Bajo el influjo de estos tres factores, la vieja democracia representativa se convirtió apenas en el camuflaje jurídico y publicitario de los nuevos esquemas de poder que la mayoría de los ciudadanos no comprende y en general no conoce.

Gracias a esto, el avance de la tiranía global es hoy tan rápido, tan intenso, tan avasallador, que para registrar, simplemente registrar la sucesión diaria de los hechos que lo ejemplifican, sería necesario un periódico entero, no este pobre comentario semanal. No se pasa un día sin que se creen nuevas estructuras de poder, nuevos medios de control social, nuevos instrumentos de manipulación psicológica destinados a tener un impacto brutal, casi siempre destructivo, no sólo en política y en la economía, sino en la vida privada y en la mente de todos los seres humanos colocados bajo su órbita.

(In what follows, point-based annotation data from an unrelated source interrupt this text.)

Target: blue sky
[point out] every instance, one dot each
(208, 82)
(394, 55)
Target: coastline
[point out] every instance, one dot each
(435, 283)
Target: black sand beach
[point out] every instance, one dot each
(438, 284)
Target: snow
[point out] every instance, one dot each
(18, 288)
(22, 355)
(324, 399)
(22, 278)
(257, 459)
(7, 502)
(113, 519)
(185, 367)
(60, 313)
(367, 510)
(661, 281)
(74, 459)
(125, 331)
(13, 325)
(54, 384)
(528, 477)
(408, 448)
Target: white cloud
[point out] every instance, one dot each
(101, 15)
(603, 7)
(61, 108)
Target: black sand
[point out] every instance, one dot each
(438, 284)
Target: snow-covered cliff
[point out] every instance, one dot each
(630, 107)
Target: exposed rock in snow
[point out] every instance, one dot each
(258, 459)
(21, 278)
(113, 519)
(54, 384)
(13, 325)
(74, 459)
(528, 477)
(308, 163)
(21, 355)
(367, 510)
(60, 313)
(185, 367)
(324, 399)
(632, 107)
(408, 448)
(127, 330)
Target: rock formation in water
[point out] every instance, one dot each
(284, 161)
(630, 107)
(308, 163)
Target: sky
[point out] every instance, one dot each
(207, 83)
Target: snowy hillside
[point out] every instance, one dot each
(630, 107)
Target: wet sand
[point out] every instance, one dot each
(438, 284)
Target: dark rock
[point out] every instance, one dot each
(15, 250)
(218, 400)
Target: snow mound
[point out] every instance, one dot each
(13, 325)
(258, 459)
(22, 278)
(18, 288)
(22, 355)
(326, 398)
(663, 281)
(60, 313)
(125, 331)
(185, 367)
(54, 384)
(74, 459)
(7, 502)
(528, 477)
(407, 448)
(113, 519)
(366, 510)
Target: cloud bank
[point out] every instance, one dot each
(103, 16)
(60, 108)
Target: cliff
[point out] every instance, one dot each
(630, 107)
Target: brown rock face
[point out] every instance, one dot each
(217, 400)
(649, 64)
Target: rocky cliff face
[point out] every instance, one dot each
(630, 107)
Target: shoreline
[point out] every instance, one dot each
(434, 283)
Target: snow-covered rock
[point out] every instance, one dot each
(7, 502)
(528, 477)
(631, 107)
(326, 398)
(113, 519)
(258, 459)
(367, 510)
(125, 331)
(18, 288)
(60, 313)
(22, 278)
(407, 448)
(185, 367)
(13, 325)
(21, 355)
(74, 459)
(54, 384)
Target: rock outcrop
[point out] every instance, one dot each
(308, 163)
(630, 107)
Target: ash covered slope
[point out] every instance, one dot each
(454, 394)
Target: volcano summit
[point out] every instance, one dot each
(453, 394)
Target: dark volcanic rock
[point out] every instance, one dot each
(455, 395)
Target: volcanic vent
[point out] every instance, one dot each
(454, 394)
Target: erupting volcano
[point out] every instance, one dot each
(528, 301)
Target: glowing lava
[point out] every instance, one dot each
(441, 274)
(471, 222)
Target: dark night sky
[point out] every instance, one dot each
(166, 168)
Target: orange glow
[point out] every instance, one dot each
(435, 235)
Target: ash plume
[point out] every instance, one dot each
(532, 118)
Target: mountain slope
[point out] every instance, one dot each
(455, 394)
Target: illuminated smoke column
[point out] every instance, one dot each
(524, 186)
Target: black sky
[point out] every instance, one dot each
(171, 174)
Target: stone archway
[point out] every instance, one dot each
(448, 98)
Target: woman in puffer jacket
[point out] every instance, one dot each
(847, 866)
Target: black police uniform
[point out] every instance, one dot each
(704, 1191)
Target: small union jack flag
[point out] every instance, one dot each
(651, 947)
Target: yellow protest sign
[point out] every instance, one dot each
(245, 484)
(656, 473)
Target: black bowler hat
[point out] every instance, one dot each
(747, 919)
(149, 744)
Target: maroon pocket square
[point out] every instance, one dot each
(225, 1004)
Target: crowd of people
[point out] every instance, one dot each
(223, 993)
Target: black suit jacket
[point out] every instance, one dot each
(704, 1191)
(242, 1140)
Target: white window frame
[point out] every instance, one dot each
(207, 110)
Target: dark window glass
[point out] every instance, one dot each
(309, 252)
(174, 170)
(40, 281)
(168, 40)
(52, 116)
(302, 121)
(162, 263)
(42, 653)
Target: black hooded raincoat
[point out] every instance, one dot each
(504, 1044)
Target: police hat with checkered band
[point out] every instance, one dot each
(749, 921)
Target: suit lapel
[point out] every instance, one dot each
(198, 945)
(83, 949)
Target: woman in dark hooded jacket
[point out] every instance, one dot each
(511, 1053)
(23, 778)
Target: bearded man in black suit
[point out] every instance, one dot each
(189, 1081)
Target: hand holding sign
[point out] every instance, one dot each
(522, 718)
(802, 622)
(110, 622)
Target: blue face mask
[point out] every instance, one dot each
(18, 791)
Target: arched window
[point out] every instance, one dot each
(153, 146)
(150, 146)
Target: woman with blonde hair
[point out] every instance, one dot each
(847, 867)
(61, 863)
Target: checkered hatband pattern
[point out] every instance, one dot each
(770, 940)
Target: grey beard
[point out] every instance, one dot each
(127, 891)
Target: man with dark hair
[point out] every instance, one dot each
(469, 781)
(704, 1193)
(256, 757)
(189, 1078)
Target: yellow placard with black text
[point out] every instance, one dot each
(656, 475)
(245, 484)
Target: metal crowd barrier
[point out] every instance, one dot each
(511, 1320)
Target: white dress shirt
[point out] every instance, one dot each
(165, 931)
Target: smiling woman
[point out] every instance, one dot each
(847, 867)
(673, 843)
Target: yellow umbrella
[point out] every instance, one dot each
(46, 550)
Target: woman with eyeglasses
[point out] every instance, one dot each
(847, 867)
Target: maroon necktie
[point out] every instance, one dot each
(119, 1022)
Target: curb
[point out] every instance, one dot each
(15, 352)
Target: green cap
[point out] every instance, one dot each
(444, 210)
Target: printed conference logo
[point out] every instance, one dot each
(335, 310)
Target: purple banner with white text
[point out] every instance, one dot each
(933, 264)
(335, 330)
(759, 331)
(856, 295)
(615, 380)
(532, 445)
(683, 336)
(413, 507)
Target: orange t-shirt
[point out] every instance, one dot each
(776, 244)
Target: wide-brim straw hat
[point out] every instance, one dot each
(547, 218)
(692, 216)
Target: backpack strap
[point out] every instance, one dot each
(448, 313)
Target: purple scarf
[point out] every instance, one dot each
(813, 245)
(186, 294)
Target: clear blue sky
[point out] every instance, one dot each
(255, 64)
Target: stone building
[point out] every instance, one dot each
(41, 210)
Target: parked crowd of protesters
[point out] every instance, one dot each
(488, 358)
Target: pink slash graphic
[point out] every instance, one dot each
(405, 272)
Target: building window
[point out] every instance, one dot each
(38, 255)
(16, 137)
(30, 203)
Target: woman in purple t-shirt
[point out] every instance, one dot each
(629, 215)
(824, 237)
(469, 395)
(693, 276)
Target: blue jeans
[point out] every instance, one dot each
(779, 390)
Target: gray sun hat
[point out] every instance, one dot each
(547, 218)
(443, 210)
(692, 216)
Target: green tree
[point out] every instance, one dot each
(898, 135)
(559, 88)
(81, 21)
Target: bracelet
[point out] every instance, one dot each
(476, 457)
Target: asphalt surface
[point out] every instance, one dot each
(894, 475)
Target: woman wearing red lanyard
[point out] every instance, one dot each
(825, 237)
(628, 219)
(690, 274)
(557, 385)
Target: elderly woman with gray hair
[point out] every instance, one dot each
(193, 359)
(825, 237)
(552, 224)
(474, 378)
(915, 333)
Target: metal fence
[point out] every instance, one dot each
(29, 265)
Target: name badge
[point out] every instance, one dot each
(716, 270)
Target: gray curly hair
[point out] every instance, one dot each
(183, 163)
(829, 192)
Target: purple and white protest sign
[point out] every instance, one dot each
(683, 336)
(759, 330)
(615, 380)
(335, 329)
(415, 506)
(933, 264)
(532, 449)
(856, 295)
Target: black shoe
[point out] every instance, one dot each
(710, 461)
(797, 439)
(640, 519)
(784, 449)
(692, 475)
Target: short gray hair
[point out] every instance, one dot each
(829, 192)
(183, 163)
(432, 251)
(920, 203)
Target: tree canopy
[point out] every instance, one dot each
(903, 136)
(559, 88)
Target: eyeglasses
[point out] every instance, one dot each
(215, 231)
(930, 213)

Y estos hechos se desarrollan, casi todos, al margen de la atención pública, ya sea porque son producidos por medios burocráticos discretos, eludiendo el debate, ya sea porque no llegan a ser noticiados, ya sea porque son de manera intencionalmente deficiente, sumaria y eufemística, de modo que solamente una mínima e inofensiva fracción de la población se dé cuenta de su verdadero alcance y significado.